The Set (1969)
Synopsis
A young working-class man who sells shirts at a Sydney department store, Paul Lawrence (Sean McEuan), dreams of going to art school. When his girlfriend Cara (Julie Rogers) leaves for London, Paul becomes the protégé of renowned designer Marie Rosefield (Brenda Sender). Marie belongs to ‘the set’, an upper-class clique whose members include Mark Bronoski (Denis Doonan), an influential artist. Bronoski commissions Paul to design a set for flamboyant British stage director John L Fredericks (Michael Charnley). Helping Paul is Tony Brown (Rod Mullinar), a handsome student who is dating Paul’s cousin, Kim Sylvester (Bronwyn Barber). As Paul becomes part of ‘the set’, he begins a homosexual relationship with Tony. Meanwhile, Kim’s mother, Peggy (Hazel Phillips), is bored with her marriage and has an affair with Bronoski. As the deadline for the set approaches, Paul starts to question his values and those of his new friends.
Curator’s notes
The 1960s was the ‘silent’ decade of Australian cinema. Even with the inclusion of foreign-financed entries such as The Sundowners (1960) and Blazing Continent (Moeru Tairiku, 1968), less than 20 features were shot down under between 1960 and 1969.

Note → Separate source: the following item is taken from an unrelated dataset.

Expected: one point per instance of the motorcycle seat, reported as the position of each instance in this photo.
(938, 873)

The first Australian feature with homosexuality as a central theme, The Set was based on a manuscript by actor Roger Ward (Stone, 1974; Mad Max, 1979). At the suggestion of fellow actor Ed Deveraux, Ward contacted Frank Brittain, an American who’d produced the outback drama Journey Out of Darkness (1967) and was looking for another project. Brittain asked Ward to trim the lengthy draft and create a screenplay centred on the story’s homosexual content.
The Set made newspaper headlines from the moment it started filming in early 1969. Commanding much more ink than the gay elements were updates of which Sydney houses had been used as locations and who was appearing in this supposedly salacious exposé of permissive society. The biggest controversy surrounded Hazel Phillips, a television star who’d been in The Mavis Bramston Show (1964–68) and Beauty and the Beast (1964–73), an afternoon panel show for housewives. Considerable hoopla also accompanied the casting of colourful society figure Elza Stenning as Mark’s mother, Baroness Bronoski. Previously known as Elsa Jacoby, Stenning’s only prior roles had been in The Devil’s Playground (1928) and Frank Thring Sr’s Harmony Row (1933). Her singing performance at Mark’s party is one of the more bizarre moments of The Set.
The dialogue is stiff and some of the acting even stiffer, but as a lively and incident-packed time capsule, The Set is of great interest. The sexually confused, artistically inclined ‘angry young man’ protagonist and almost everyone he meets is restless and stifled by some form of conservatism. Paul loves Cara, but his father disapproves because her family are migrants. Almost a decade before the first Gay Mardi Gras (1978) in Sydney made coming out less traumatic, Tony is filled with self loathing at his sexuality and attempts to cover-up by bedding a series of disappointed women. Peggy tells daughter Kim that being married to her father is ‘like dating a Franciscan monk’, and swoons when she meets smooth-talking artist Bronoski and anyone else with a vaguely bohemian air.
The symbolism of Paul designing a stage set while his life in ‘the set’ is slowly falling apart may be laboured, and the depiction of ‘swinging society’ looks rather tame, but the film has a redeeming sincerity. There is no doubt that its makers were earnestly attempting to comment on the state of things without ever looking down on the homosexuals and drag queens drifting in and out of the frame. It is worthy of being recognised as more than just ‘Australia’s first professional sexploitation movie’ – as described by critic Mike Thornhill in The Australian on 28 February 1970. That said, it has some marvellous kitsch elements including a Sven Libaek score that could just about pass as groovy mood music by a modern combo such as Air, and some of the most eye-catching party frocks and hairdos you’ll ever see in an Australian movie. Brenda Sender’s beehive-artichoke combo (see clip one) is the highlight coiffure in a competitive field.
A genuine Aussie curiosity, The Set has screened rarely since its cinema release on 4 February 1970 and has never been released commercially on VHS or DVD (as of June 2011).